利用者と家族の絆も深めています。羽子板、雛人形、十五夜お月見をテーマにしたインテリア……。利用者のほとんどがクオリティの高い自慢の作品を自宅に持ち帰っています。「すごい」「こんな立派なものを創ったの?」と家族は驚いているよう。「そして、作品を家の玄関やリビングなどに飾ってくださるようです。利用者様宅を訪問したケアマネジャーから『玄関に飾られていました』と報告を受けることも多いです」
今回の一合枡お神輿も「どこに飾ろうかしら」と利用者同士が話をしていました。「枡の中に指輪を隠して飾ろう」と笑う女性もいました。さらに、伝統文化レクが家族との会話にもつながっています。「家族でお祭りに行ったよね」「雛祭りのときは」と、家族と思い出話を楽しんでいるよう。
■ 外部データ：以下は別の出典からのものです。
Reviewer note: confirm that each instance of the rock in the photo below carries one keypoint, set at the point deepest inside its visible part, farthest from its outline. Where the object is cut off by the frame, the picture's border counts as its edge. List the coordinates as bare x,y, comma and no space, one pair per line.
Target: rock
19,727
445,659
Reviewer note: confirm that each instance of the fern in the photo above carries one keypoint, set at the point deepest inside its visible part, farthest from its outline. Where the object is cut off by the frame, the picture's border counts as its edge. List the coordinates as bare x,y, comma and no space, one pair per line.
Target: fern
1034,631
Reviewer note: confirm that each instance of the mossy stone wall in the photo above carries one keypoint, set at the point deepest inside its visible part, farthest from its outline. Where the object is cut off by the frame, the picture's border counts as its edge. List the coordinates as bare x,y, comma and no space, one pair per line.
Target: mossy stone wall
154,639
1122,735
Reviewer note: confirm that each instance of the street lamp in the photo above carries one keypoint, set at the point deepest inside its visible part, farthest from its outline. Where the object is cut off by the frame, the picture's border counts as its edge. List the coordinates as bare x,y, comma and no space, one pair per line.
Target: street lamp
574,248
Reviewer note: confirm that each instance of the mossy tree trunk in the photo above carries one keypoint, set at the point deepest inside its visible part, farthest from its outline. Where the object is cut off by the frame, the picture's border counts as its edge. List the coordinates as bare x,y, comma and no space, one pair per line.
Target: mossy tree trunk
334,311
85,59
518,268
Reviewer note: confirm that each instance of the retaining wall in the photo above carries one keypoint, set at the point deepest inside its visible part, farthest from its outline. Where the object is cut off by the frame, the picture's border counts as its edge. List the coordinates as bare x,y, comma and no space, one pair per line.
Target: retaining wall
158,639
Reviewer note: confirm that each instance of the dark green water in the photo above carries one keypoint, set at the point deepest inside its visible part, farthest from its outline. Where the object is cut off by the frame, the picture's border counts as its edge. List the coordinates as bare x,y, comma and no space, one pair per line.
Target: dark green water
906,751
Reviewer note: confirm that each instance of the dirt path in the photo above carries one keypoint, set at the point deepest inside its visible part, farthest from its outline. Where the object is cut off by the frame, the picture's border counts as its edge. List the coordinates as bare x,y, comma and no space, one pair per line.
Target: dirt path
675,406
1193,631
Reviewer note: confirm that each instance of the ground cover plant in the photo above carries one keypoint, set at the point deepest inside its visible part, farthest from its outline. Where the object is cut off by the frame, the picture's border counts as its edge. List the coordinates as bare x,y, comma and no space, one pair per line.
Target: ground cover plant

「節分の鬼の面や端午の節句をテーマに創った兜などをひ孫さんにプレゼントした方もいます。『家族とこんな話をした』『ひ孫が喜んで』と教えていただいています」
家族の喜びは、利用者の笑顔だけでなく創作への意欲につながっているのでしょう。
「『次は何を創るの?』と、伝統文化レクを楽しみにしてくださる利用者様が多いです」
家庭での生活の充実につなげて欲しい
もちろん、ヒューマンライフケアが行っている制作レクは伝統文化をテーマにしたものだけではありません。事業所ごとにオリジナルの制作レクも行っています。その基本は生活支援につながるもの。
「デイサービスの最大の目的は日常生活を支えること。私たちは日常生活を見据えたサービスを提供していきたいと思っています」
それは「ヒューマンライフケア風鈴の湯」も同じです。靴ベラや孫の手、ペットボトルを開ける道具など利用者の「困っていること」を解消すべく、家で使えるものの制作にも取り組んでいます。
仲間やスタッフとの絆を深め、活の充実をもたらす伝統文化を取り入れたオリジナルのレク。単なる機能訓練だけでなく、生きる喜びと力につながっているようです。